Anything can happen when a decent Minnesota team meets a strong team from, well, anywhere. Tuesday night’s knockout matchup was no different, with Caleb Porter’s technically solid Columbus Crew ‘hosting’ a Minnesota United squad that has faced some adversity from day one of the MLS is Back Tournament. The final result is a textbook example of how Adrian Heath’s team – and this tournament – is anything but textbook.

Columbus came out ahead in possession, passing, and shooting. On paper, as in Vegas, Porter’s side was the clear favorite in both halves.

Final statistics. Image: MLS MatchCenter

What the numbers do not show is Minnesota’s ability to exploit chaos and confusion in the box on set pieces. A tactic that was largely used against them at the beginning of their MLS tenure, the Loons have since mastered the art of the corner kick and it has been key to their undefeated record in 2020. Ethan Finlay gave us one example last week and nearly repeated it on Tuesday. Given the number of corner kick goals that were scored by Minnesota defenders last season, the fact that another player bagged this one is not a surprise. The surprise this time was that it was… Robin Lod?

The quiet left winger (of which the Loons have a few) has taken the brunt of fans’ ire these last few weeks. The Finn has skied his fair share of shots and one fan likened his first touch in this match to that of a cinder block. However, if Lod were not to take such chances, the Loons and their fans would have little to hang their hats (scarves?) on after this match.

The early goal, in the 18th minute, buoyed a stale Loons attack. Forward Luis Amarilla, getting his first start in the tournament, was all but absent and Columbus had clearly studied all of Finlay’s connections on the right wing. Midfielders Ozzie Alonso, Hasanni Dotson, and Jan Gregus worked to find space, but corner kicks were practically the only time the Loons had possession in the final third.

Backup centerback, Jose Aja, who has cemented his place in Minnesota’s back four in the absence of league veteran Ike Opara, was at fault for the foul that awarded Columbus the equalizing penalty kick. A very late and unnecessary challenge on Lucas Zelarayan drew the call. Tired legs were no doubt a factor– Aja had held off the Crew’s utilitarian attack for 78 minutes with few runs forward. But a split-second decision cost the Loons’ their lead and thrust the question of their tournament future into the realm of luck.

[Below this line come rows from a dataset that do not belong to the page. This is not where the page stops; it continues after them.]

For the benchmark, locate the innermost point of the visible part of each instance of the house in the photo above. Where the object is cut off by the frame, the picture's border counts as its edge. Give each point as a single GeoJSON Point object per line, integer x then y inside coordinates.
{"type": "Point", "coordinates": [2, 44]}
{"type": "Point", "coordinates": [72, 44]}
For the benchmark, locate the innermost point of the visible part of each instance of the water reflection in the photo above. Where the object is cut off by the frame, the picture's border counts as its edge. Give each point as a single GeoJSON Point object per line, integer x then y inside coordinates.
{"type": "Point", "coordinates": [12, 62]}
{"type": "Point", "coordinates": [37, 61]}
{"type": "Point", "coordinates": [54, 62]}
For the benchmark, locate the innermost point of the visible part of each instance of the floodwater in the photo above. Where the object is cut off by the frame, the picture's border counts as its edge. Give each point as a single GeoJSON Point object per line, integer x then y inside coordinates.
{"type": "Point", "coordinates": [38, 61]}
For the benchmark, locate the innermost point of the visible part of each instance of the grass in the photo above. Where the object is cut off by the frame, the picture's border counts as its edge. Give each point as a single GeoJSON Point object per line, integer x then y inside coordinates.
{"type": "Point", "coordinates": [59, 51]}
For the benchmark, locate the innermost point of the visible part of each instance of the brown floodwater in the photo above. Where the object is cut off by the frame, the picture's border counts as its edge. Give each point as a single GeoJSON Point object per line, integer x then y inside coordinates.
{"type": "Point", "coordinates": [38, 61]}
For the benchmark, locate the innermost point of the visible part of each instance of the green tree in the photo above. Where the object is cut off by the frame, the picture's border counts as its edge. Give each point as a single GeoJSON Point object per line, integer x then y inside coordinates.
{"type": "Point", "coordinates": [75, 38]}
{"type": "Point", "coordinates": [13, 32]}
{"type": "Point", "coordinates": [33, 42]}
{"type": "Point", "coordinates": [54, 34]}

Luck has played a large role in Minnesota’s MLS is Back Tournament results. Draws with Real Salt Lake (0-0) and Colorado Rapids (2-2) are bookended by two wins that were all but lost on paper. The shooting maps for the 2-1 win over Sporting Kansas City and this shootout win against Columbus Crew shows the importance of each and every shot taken.

Game 1, July 12: SKC (left) registered 13 shots, MNUFC (right) registered 9
Round of 16, July 28: Columbus had 21 shots, MNUFC 12 in regular time.

Columbus Crew had every advantage on paper, but only a penalty kick registered on the scoreboard. Neither side could find a run of play goal, but Lod’s vision saved the day, a whole hour before Minnesota knew how badly the day needed saving. Set pieces are no longer dreaded, but rather are Minnesota’s talisman. A problem solver for a team that is often without a true playmaker leading the attack.

The Loons will need every scrap of creative chaos they can muster going into the quarterfinals. Minnesota United FC face the San Jose Earthquakes on August 1st. Kickoff is set for 8 pm EST on ESPN.